Altar – A large table in the sanctuary of a church that is used by the priest during services. The tabernacle is kept on the altar.
Bible - The sacred scriptures of Christians. The bible is composed of the Old Testament; covering the time before Christ was born; and the New Testament, which covers the time after Christ was born.
Capital (in architecture) - The top part of a pillar, often beautifully designed.
Censer or kadilo - A covered incense burner hung on chains. It is swung by the priest or deacon at specified times during a liturgical service.
Chalice – (pictured on the right) A tall cup, usually of gold or silver, used to hold the wine during Divine Liturgy.
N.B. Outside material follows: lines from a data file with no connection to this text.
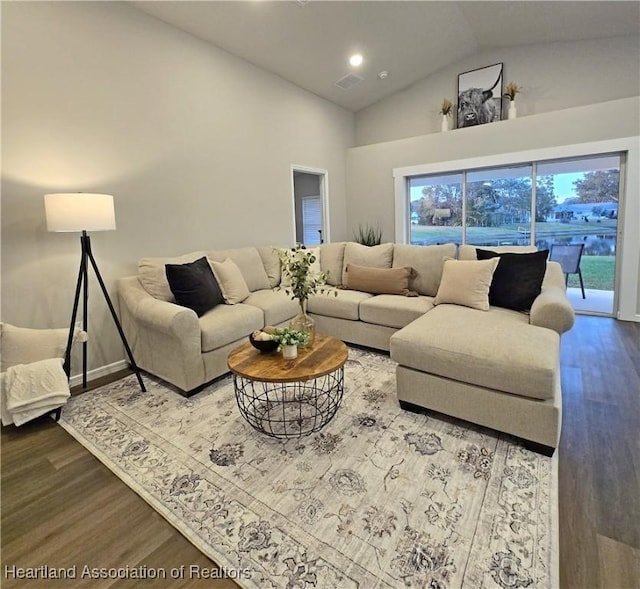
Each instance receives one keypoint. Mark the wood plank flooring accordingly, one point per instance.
(61, 507)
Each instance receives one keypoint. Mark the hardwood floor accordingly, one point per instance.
(61, 507)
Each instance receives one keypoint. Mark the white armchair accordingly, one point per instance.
(32, 378)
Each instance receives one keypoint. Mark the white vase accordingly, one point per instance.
(290, 352)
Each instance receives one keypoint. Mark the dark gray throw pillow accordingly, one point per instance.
(517, 280)
(194, 285)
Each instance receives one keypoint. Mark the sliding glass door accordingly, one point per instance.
(498, 206)
(570, 202)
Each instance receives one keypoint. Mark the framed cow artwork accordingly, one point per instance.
(480, 96)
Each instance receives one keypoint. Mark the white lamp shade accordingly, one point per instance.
(79, 211)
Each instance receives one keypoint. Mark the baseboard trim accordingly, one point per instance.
(76, 379)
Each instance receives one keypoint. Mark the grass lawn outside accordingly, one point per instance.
(598, 272)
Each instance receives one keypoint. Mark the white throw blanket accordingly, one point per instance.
(31, 390)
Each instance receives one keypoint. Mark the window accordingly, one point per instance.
(435, 209)
(311, 220)
(562, 201)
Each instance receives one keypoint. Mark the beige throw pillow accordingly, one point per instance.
(232, 284)
(466, 283)
(380, 280)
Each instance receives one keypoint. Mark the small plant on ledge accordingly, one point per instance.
(511, 90)
(446, 108)
(367, 235)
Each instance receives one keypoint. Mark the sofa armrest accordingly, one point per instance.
(165, 338)
(552, 308)
(159, 315)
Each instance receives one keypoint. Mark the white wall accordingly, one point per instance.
(195, 145)
(370, 168)
(553, 76)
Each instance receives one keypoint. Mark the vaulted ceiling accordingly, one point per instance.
(308, 42)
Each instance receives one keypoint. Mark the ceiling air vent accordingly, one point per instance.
(348, 81)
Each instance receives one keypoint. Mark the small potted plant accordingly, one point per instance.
(368, 235)
(510, 92)
(303, 282)
(446, 110)
(288, 341)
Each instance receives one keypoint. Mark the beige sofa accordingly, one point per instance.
(497, 368)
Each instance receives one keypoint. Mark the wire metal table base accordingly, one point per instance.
(289, 409)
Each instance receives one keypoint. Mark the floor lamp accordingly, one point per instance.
(85, 212)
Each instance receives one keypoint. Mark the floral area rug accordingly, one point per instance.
(380, 498)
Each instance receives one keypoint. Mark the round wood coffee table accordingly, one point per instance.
(289, 398)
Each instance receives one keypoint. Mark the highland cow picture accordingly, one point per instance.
(480, 96)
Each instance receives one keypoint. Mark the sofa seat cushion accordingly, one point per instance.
(226, 324)
(276, 305)
(497, 349)
(394, 310)
(344, 305)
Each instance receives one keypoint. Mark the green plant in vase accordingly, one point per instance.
(368, 235)
(300, 282)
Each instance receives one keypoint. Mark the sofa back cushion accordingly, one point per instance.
(231, 280)
(331, 260)
(153, 277)
(271, 262)
(377, 256)
(427, 261)
(250, 264)
(468, 252)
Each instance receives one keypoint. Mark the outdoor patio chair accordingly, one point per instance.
(568, 256)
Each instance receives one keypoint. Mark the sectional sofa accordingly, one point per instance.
(496, 367)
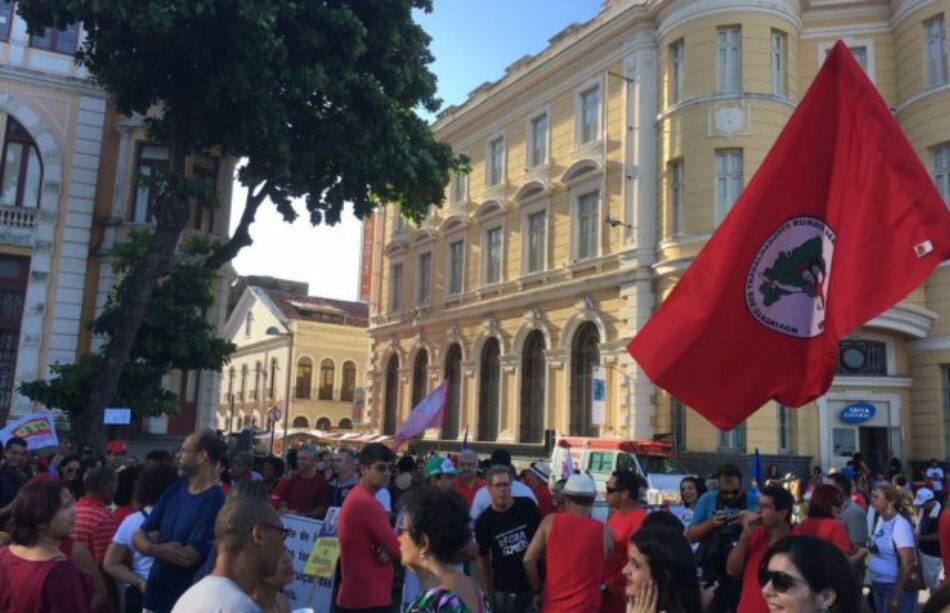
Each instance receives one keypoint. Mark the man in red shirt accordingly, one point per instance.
(95, 523)
(624, 489)
(537, 477)
(761, 530)
(367, 541)
(306, 492)
(468, 482)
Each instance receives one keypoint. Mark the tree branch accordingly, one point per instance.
(242, 236)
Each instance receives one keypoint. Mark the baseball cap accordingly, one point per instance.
(581, 486)
(116, 447)
(924, 495)
(439, 466)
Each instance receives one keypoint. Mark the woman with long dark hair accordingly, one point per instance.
(804, 574)
(661, 573)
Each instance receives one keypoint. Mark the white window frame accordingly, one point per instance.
(489, 160)
(595, 83)
(676, 173)
(423, 282)
(853, 43)
(527, 212)
(451, 240)
(677, 70)
(940, 167)
(728, 77)
(722, 207)
(530, 163)
(489, 226)
(779, 54)
(935, 50)
(582, 190)
(396, 298)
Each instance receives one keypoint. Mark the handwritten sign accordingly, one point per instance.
(314, 559)
(37, 429)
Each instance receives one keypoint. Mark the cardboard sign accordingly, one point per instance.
(37, 429)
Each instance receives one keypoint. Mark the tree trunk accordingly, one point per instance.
(171, 213)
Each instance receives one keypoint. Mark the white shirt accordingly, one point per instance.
(141, 565)
(483, 497)
(215, 595)
(935, 474)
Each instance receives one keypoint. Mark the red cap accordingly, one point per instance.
(115, 447)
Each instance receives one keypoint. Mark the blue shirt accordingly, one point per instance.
(706, 506)
(183, 518)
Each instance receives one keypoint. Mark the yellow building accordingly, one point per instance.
(600, 167)
(326, 342)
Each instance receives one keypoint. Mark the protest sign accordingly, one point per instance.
(314, 549)
(37, 429)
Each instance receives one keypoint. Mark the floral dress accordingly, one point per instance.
(440, 600)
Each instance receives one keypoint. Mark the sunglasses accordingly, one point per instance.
(781, 582)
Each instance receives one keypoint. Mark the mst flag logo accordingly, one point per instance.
(788, 282)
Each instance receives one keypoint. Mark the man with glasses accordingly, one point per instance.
(250, 543)
(761, 530)
(716, 526)
(367, 541)
(306, 492)
(180, 529)
(467, 483)
(624, 492)
(503, 533)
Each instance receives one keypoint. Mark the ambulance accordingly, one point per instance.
(654, 461)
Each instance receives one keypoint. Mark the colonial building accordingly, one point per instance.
(67, 194)
(326, 345)
(600, 167)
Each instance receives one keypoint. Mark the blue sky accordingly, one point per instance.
(473, 41)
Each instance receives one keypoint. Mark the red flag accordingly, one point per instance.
(840, 222)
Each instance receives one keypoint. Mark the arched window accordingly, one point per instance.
(273, 378)
(585, 355)
(21, 172)
(304, 378)
(326, 380)
(349, 382)
(533, 371)
(258, 371)
(392, 396)
(488, 380)
(420, 377)
(453, 375)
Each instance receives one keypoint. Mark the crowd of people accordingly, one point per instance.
(202, 531)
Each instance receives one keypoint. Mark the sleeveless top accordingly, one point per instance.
(30, 577)
(575, 565)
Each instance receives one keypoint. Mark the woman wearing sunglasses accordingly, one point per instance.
(804, 574)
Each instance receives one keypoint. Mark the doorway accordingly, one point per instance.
(875, 447)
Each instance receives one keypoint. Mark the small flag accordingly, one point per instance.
(427, 414)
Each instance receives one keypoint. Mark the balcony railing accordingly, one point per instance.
(17, 217)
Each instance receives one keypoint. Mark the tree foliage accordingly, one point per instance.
(317, 96)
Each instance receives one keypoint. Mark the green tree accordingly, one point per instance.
(318, 97)
(174, 335)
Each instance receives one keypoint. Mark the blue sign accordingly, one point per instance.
(858, 413)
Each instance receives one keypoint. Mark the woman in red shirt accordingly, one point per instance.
(822, 521)
(35, 575)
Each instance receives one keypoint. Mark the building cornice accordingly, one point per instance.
(74, 85)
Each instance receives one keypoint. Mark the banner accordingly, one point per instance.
(314, 548)
(599, 392)
(37, 429)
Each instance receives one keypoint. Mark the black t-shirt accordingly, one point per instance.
(505, 537)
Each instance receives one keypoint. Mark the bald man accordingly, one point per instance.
(250, 542)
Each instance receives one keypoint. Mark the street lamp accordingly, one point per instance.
(274, 331)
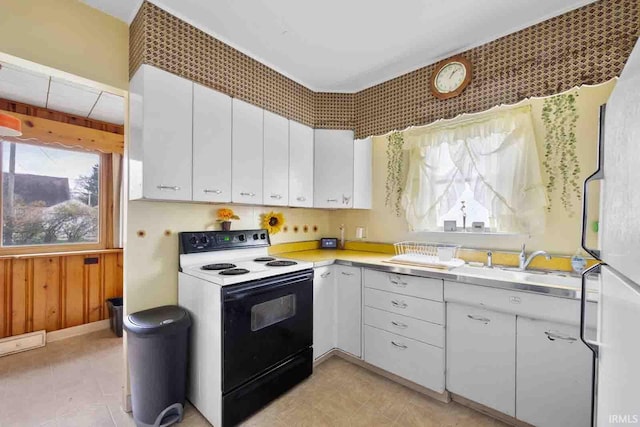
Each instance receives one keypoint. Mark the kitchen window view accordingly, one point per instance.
(50, 196)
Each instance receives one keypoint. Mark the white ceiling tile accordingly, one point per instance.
(18, 84)
(71, 98)
(109, 108)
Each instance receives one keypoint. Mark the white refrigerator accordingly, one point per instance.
(616, 342)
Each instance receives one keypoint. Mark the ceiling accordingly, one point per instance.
(346, 46)
(41, 90)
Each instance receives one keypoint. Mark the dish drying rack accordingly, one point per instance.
(426, 254)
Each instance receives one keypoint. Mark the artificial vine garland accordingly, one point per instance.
(559, 115)
(394, 172)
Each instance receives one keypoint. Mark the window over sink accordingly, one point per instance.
(490, 163)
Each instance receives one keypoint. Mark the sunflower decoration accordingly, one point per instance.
(272, 222)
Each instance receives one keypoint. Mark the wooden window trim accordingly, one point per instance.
(106, 214)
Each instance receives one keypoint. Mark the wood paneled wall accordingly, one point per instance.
(57, 291)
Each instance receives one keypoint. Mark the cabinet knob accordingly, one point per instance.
(399, 325)
(485, 320)
(399, 304)
(399, 345)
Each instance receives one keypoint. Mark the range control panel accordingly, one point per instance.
(208, 241)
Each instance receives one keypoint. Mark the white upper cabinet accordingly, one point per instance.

On the left is the diskos (see Paten below) with the four legged asterisk on top of the cloth.
Confessional - A small, private room for the sacrament of reconciliation where a priest hears confessions.
Crucifix - A representation of Christ on the cross.
Embroidery – A design or image made using different colored threads that are sown into a fabric.
Etched Glass – Glass that is given a design by etching (removing and making rough) a thin layer of the glass. The part that is etched scatters light and appears cloudy white.
Gospel stand - A book stand used to hold the gospel book as it is being read.
Holy water font- A basin at the entrance of a church or home containing holy water for the faithful to dip their fingers into before making the Sign of the Cross on entering or leaving.
Iconostas - A screen or grating that separates the sanctuary from the body (nave) of the church. In Greek, iconostas means “icon stand."

The iconostas has three doors: the royal doors in the center which are used by the priest during some ceremonies; and two deacon’s doors which are located on either side of the royal doors. On the iconostas are icons of Jesus Christ, Mary, saints and Biblical Scenes.
Incense - A spice or resin that is burned during a liturgical service to give off a sweet, flowery, or spicy fragrance. The incense shown is pressed into tiny chips.
Kneeler - A low platform, often padded, that is used for kneeling in church.
Moleben - A church service composed of special antiphons, tropars and kondaks and invocations. The Moleben to Jesus Christ is typically said in June while the Moleben to the Blessed Mother is typically said in May.
Mosaic – A flat design or image made of small colored pieces of stone, glass, or ceramic.
Mnohaya Lita - Literally means "Many Years". This is traditionally sung for special occasions to express best wishes.
Mural - a painting made on a wall. Some murals can continue around the sides of a building and are useful to tell a story.
Myrovania – The anointing of the faithful with blessed oil following the Liturgy on a major holy day. Often, blessed cubes of bread called antidoron are consumed after the anointing.
Nave – The main section of a church.
Parable – A fictional short story that illustrates a moral. Jesus told over 30 parables to instruct his followers.
Paska – A rich Easter bread that is usually round with a glossy designed top.
Paten – In the Latin Rite, a plate, usually made of precious metal, used to carry the bread at the Eucharist. In Eastern Churches it is called a diskos (Greek for “disk”) and it usually has a short stand attached. (The diskos is pictured under "Chalice" above)
Pew - A long bench with a back used for seating in churches. In the past, most churches had no pews and people either stood or knelt during the service.
Plaschenycia - A holy shroud having a picture of Christ. This shroud is venerated from Good Friday until Easter matins.
Prokimen - A verse from the Old Testament.
Pulpit - An elevated enclosure used for preaching or announcements during a liturgical service.
Pysanky - Easter eggs that are intricately hand painted. This symbol dates back to pagan times in Ukraine when the painted egg represented the resurrection of nature to a new life at the beginning of springtime.

Pysanky artist and photographer - Charles Patulak, ACS '73
Sanctuary – The part of a church that surrounds the altar. Also called the apse.
Stained Glass – Glass that has been manufactured to be a translucent (light-passing) color. Sometimes the glass is painted by an artist and sealed into the glass by heating. Stained glass can be made into beautiful designs.
Steeple – A tower on a church which is usually topped by a cross.
Tabernacle – An ornate large vessel, usually made of wood or polished metal and shaped like a church, that is used to hold consecrated hosts on the altar.
Tetrapod – A small table that stands in front of the iconostas. Tetrapod means “four feet” in Greek. A cross, candles and an icon are typically placed on the tetrapod.
Tropar (Troparion) - A short song describing the deeds and the virtues of Jesus, Mary, or Saints.
Vespers - A church service performed in the evening usually of a major holy day.
Vestibule – A room or area near the main entrance of a church building.
Votive Lights – Lit candles or electric lights that are symbolic of the continuation of a prayer that has been said.